Detect duplicate images.

Python package undouble is to detect (near-)identical images based on image hashes.

The following steps are taken:
  1. Read recursively all images from directory with the specified extensions.

  2. Compute image hash.

  3. Group similar images.

  4. Move if desired.

Parameters:
  • method (str, (default: 'phash')) – Image hash method. * ‘ahash’: Average hash * ‘phash’: Perceptual hash * ‘dhash’: Difference hash * ‘whash-haar’: Haar wavelet hash * ‘crop-resistant-hash’: Crop resistant hash

  • targetdir (str, (default: None)) – Directory to read the images.
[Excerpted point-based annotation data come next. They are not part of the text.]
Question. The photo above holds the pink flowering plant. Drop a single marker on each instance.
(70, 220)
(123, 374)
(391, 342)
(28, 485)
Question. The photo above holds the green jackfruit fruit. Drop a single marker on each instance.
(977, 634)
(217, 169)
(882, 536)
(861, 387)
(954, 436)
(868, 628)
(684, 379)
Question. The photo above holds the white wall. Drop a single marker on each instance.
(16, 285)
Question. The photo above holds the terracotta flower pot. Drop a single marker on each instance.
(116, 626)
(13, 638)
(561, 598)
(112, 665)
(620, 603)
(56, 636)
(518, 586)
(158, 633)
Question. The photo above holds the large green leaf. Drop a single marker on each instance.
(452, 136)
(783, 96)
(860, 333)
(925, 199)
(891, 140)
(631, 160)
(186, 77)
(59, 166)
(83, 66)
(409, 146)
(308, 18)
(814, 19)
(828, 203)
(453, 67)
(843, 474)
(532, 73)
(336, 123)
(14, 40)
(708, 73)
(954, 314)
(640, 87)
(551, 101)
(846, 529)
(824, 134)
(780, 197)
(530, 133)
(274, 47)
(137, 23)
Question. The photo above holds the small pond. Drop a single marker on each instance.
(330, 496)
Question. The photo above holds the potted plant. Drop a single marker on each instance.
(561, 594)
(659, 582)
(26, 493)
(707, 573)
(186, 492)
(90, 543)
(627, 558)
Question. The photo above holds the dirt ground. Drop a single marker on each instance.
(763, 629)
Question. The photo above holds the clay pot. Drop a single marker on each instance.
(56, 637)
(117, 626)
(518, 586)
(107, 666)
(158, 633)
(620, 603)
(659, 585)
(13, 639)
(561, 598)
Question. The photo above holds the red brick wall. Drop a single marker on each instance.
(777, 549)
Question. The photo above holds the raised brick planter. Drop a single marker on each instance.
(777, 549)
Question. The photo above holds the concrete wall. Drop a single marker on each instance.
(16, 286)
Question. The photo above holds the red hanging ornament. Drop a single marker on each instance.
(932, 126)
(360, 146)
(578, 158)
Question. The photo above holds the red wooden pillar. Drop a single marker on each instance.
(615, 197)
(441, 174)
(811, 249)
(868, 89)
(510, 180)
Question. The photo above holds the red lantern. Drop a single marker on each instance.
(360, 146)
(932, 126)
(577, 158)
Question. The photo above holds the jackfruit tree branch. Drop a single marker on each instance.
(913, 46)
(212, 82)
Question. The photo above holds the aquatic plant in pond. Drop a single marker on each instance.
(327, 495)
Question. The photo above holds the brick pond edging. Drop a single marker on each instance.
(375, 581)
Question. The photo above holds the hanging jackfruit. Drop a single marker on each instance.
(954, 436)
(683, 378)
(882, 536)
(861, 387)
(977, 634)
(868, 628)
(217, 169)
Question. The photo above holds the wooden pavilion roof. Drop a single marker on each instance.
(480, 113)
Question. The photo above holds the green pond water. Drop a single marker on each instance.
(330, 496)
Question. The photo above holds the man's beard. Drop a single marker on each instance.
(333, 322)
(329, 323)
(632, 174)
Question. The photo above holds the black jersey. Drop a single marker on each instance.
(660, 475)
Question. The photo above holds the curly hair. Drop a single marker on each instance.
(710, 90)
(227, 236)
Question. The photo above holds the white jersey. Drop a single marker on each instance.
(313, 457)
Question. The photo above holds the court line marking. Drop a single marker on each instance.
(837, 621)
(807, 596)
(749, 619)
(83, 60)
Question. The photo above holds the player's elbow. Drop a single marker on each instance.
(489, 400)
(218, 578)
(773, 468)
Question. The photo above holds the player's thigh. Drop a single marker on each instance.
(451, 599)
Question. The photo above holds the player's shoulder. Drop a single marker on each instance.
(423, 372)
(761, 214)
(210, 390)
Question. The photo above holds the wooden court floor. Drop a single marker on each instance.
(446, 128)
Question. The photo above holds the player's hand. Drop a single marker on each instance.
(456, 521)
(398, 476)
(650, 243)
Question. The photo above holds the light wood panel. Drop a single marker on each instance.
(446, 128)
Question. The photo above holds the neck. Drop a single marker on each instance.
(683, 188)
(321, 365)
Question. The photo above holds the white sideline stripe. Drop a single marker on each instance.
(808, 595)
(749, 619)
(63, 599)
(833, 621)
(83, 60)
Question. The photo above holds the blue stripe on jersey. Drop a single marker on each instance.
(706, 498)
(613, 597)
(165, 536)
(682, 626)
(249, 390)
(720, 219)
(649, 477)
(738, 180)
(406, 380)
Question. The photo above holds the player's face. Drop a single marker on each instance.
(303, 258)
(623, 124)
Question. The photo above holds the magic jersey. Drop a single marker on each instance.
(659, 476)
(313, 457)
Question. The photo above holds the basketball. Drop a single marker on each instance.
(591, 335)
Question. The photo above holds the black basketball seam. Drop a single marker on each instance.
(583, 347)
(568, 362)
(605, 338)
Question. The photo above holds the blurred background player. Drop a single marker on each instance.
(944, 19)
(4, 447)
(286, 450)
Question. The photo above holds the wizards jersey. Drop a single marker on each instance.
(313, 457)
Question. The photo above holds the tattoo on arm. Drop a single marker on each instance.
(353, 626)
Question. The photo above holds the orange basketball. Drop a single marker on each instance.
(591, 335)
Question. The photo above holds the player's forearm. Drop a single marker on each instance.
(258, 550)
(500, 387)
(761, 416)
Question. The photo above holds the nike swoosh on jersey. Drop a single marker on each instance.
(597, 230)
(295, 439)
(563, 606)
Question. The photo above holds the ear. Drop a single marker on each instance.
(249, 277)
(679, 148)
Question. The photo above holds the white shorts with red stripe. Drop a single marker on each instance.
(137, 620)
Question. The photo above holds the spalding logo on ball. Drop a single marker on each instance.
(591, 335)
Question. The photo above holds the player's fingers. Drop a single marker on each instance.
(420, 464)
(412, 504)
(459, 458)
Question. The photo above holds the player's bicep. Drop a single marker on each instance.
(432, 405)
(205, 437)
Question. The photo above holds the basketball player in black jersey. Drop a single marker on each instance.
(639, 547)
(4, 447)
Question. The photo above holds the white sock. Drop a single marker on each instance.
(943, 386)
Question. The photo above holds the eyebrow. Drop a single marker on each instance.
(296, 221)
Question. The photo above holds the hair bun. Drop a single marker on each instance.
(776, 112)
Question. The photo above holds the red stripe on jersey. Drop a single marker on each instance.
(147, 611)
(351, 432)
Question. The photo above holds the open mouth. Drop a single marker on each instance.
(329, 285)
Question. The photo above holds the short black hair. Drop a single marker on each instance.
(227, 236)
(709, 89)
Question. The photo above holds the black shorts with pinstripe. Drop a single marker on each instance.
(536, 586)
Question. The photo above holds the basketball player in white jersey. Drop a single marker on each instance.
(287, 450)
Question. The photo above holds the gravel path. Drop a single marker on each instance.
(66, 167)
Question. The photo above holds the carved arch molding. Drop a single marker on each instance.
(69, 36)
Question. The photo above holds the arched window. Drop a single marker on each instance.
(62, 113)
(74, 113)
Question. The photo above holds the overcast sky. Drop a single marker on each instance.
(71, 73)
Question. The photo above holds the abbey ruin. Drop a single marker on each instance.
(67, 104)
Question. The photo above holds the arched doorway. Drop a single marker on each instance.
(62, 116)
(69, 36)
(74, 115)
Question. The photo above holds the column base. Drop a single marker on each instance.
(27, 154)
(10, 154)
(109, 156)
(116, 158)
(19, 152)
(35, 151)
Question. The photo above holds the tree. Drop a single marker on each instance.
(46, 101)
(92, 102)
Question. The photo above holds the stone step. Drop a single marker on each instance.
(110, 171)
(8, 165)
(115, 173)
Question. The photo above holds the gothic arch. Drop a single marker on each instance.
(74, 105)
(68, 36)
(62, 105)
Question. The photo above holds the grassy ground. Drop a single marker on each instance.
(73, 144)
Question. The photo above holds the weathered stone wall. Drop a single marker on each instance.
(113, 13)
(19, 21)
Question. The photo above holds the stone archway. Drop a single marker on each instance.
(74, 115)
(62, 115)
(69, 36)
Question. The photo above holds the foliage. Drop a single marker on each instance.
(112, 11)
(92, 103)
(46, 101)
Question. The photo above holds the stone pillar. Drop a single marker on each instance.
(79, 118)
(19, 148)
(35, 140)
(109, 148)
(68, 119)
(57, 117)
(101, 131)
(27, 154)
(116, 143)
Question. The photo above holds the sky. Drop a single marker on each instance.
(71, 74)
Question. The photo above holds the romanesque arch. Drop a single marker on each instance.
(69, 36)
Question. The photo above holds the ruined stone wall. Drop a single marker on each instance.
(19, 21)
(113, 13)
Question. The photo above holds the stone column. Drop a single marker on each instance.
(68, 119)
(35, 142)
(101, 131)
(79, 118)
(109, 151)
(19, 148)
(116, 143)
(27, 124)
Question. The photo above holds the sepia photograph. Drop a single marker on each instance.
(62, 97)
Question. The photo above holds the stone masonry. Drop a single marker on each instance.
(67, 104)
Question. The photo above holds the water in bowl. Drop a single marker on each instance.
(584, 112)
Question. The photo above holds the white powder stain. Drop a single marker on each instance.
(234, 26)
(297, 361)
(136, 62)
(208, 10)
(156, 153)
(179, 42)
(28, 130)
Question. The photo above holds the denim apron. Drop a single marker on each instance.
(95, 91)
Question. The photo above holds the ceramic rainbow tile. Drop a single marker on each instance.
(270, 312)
  • hash_size (integer (default: 8)) – The hash_size will be used to scale down the image and create a hash-image of length: hash_size*hash_size.

  • ext (list, (default: ['png','tiff','jpg'])) – Images with the file extentions are used.

  • grayscale (Bool, (default: True)) – Colorscaling the image to gray.

  • dim (tuple, (default: (128,128))) – Rescale images. This is required because the feature-space need to be the same across samples.

  • verbose (int, (default: 20)) – Print progress to screen. The default is 20. 10:Debug, 20:Info, 30:Warn 40:Error, 60:None

Returns:

  • Object.

  • dict containing keys

    pathnameslist of str.

    Full path to images that are used in the model.

    filenameslist of str.

    Filename of the input images.

Example

>>> # Import library
>>> from undouble import Undouble
>>>
>>> # Init with default settings
>>> model = Undouble(method='phash', hash_size=8)
>>>
>>> # Import example data
>>> targetdir = model.import_example(data='flowers')
>>>
>>> # Importing the files files from disk, cleaning and pre-processing
>>> model.import_data(targetdir)
>>>
>>> # Compute image-hash
>>> model.compute_hash()
>>>
>>> # Find images with image-hash <= threshold
>>> model.group(threshold=0)
>>>
>>> # Plot the images
>>> model.plot()
>>>
>>> # Move the images
>>> model.move()

References

bin2hex()

Binary to hex.

Returns:

Hex of image hash.

Return type:

str

clean_files(clean_tempdir=False)

Remove the entire temp directory with all its contents.

clean_init(params=True, results=True)

Clean or removing previous results and models to ensure correct working.

compute_hash(method=None, hash_size=8, return_dict=False)

Compute the hash for each image.

Parameters:
  • method (str, (default: 'phash')) – Image hash method. * ‘ahash’: Average hash * ‘phash’: Perceptual hash * ‘dhash’: Difference hash * ‘whash-haar’: Haar wavelet hash * ‘crop-resistant-hash’ : Crop resistance hash

  • hash_size (integer (default: 8)) – The hash_size will be used to scale down the image and create a hash-image of length: hash_size*hash_size.

Return type:

None.

compute_imghash(img, hash_size=None, to_array=False)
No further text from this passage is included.